On Thu 29-09-16 16:49:28, Ross Zwisler wrote:
> DAX PMDs have been disabled since Jan Kara introduced DAX radix tree based
> locking.  This patch allows DAX PMDs to participate in the DAX radix tree
> based locking scheme so that they can be re-enabled using the new struct
> iomap based fault handlers.
> 
> There are currently three types of DAX 4k entries: 4k zero pages, 4k DAX
> mappings that have an associated block allocation, and 4k DAX empty
> entries.  The empty entries exist to provide locking for the duration of a
> given page fault.
> 
> This patch adds three equivalent 2MiB DAX entries: Huge Zero Page (HZP)
> entries, PMD DAX entries that have associated block allocations, and 2 MiB
> DAX empty entries.
> 
> Unlike the 4k case where we insert a struct page* into the radix tree for
> 4k zero pages, for HZP we insert a DAX exceptional entry with the new
> RADIX_DAX_HZP flag set.  This is because we use a single 2 MiB zero page in
> every 2MiB hole mapping, and it doesn't make sense to have that same struct
> page* with multiple entries in multiple trees.  This would cause contention
> on the single page lock for the one Huge Zero Page, and it would break the
> page->index and page->mapping associations that are assumed to be valid in
> many other places in the kernel.
> 
> One difficult use case is when one thread is trying to use 4k entries in
> radix tree for a given offset, and another thread is using 2 MiB entries
> for that same offset.  The current code handles this by making the 2 MiB
> user fall back to 4k entries for most cases.  This was done because it is
> the simplest solution, and because the use of 2MiB pages is already
> opportunistic.
> 
> If we were to try to upgrade from 4k pages to 2MiB pages for a given range,
> we run into the problem of how we lock out 4k page faults for the entire
> 2MiB range while we clean out the radix tree so we can insert the 2MiB
> entry.  We can solve this problem if we need to, but I think that the cases
> where both 2MiB entries and 4K entries are being used for the same range
> will be rare enough and the gain small enough that it probably won't be
> worth the complexity.
...
>  restart:
>       spin_lock_irq(&mapping->tree_lock);
>       entry = get_unlocked_mapping_entry(mapping, index, &slot);
> +
> +     if (entry && new_type == RADIX_DAX_PMD) {
> +             if (!radix_tree_exceptional_entry(entry) ||
> +                             RADIX_DAX_TYPE(entry) == RADIX_DAX_PTE) {
> +                     spin_unlock_irq(&mapping->tree_lock);
> +                     return ERR_PTR(-EEXIST);
> +             }
> +     } else if (entry && new_type == RADIX_DAX_PTE) {
> +             if (radix_tree_exceptional_entry(entry) &&
> +                 RADIX_DAX_TYPE(entry) == RADIX_DAX_PMD &&
> +                 (unsigned long)entry & (RADIX_DAX_HZP|RADIX_DAX_EMPTY)) {
> +                     pmd_downgrade = true;
> +             }
> +     }
> +
>       /* No entry for given index?

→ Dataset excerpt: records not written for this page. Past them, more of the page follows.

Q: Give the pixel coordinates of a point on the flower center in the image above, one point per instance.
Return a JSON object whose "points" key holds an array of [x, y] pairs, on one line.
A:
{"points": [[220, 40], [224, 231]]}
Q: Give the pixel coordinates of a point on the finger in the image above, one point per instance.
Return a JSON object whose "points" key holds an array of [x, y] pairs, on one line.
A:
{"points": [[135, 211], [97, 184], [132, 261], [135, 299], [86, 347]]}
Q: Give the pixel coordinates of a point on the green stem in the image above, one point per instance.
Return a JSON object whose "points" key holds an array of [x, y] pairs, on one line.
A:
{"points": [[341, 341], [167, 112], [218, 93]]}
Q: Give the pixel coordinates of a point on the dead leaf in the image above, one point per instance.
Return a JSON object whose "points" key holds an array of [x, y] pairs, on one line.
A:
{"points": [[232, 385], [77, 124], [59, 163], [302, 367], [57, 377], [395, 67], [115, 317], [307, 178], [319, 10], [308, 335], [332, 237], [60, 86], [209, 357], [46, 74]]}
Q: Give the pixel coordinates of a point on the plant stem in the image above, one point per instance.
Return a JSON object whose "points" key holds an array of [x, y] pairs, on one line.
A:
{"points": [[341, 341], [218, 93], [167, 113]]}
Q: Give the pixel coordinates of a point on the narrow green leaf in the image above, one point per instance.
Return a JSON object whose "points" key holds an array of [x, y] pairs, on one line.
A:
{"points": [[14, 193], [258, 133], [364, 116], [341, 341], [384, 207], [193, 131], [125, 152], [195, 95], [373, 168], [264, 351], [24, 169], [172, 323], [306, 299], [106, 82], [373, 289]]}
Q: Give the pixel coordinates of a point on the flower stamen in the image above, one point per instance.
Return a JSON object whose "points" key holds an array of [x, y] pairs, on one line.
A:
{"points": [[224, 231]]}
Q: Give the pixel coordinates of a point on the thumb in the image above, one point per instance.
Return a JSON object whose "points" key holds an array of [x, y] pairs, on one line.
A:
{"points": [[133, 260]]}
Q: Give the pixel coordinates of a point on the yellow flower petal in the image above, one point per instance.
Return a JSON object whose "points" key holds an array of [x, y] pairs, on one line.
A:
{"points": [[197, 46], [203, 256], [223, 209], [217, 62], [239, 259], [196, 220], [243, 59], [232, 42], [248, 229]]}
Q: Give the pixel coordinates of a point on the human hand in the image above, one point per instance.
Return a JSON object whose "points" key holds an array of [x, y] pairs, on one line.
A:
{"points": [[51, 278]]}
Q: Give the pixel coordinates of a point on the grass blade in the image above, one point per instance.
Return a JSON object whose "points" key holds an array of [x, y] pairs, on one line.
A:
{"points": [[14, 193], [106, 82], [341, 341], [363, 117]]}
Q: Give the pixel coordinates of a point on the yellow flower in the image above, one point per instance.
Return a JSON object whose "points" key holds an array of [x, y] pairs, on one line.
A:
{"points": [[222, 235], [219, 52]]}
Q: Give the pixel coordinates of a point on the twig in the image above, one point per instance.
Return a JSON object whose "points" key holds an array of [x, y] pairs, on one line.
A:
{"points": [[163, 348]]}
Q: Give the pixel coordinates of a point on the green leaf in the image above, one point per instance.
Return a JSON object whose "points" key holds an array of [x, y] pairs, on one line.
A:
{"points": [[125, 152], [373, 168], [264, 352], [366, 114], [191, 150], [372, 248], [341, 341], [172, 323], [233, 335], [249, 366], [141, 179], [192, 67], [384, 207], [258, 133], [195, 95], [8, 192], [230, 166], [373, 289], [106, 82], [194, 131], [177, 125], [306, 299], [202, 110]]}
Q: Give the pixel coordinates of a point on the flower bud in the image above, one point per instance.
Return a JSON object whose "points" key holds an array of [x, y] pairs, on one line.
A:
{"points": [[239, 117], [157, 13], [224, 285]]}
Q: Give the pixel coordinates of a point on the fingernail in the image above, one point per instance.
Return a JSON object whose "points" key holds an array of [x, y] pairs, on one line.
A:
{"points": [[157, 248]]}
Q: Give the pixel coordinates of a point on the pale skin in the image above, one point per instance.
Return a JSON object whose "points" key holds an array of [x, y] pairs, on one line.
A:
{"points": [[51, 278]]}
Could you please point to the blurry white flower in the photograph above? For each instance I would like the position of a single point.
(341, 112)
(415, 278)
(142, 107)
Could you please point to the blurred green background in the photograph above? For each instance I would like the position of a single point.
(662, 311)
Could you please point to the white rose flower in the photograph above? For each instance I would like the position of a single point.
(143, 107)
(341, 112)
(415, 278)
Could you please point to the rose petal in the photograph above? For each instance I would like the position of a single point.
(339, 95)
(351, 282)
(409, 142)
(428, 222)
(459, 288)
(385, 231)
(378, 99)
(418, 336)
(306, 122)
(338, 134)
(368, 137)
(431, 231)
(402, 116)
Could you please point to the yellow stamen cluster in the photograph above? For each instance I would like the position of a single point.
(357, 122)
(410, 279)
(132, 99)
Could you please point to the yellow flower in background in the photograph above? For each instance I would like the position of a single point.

Make sure radix tree is big enough. */
> -     if (!entry) {
> +     if (!entry || pmd_downgrade) {
>               int err;
>  
>               spin_unlock_irq(&mapping->tree_lock);
> @@ -420,15 +439,39 @@ restart:
>                               mapping_gfp_mask(mapping) & ~__GFP_HIGHMEM);
>               if (err)
>                       return ERR_PTR(err);
> -             entry = (void *)(RADIX_TREE_EXCEPTIONAL_ENTRY |
> -                            RADIX_DAX_ENTRY_LOCK);
> +
> +             /*
> +              * Besides huge zero pages the only other thing that gets
> +              * downgraded are empty entries which don't need to be
> +              * unmapped.
> +              */
> +             if (pmd_downgrade && ((unsigned long)entry & RADIX_DAX_HZP))
> +                     unmap_mapping_range(mapping,
> +                             (index << PAGE_SHIFT) & PMD_MASK, PMD_SIZE, 0);
> +
>               spin_lock_irq(&mapping->tree_lock);
> -             err = radix_tree_insert(&mapping->page_tree, index, entry);
> +
> +             if (pmd_downgrade) {
> +                     radix_tree_delete(&mapping->page_tree, index);
> +                     mapping->nrexceptional--;
> +                     dax_wake_mapping_entry_waiter(entry, mapping, index,
> +                                     false);
> +             }

Hum, this looks really problematic. Once you have dropped tree_lock,
anything could have happened with the radix tree - in particular the entry
you've got from get_unlocked_mapping_entry() can be different by now. Also
there's no guarantee that someone does not map the huge entry again just
after your call to unmap_mapping_range() finished.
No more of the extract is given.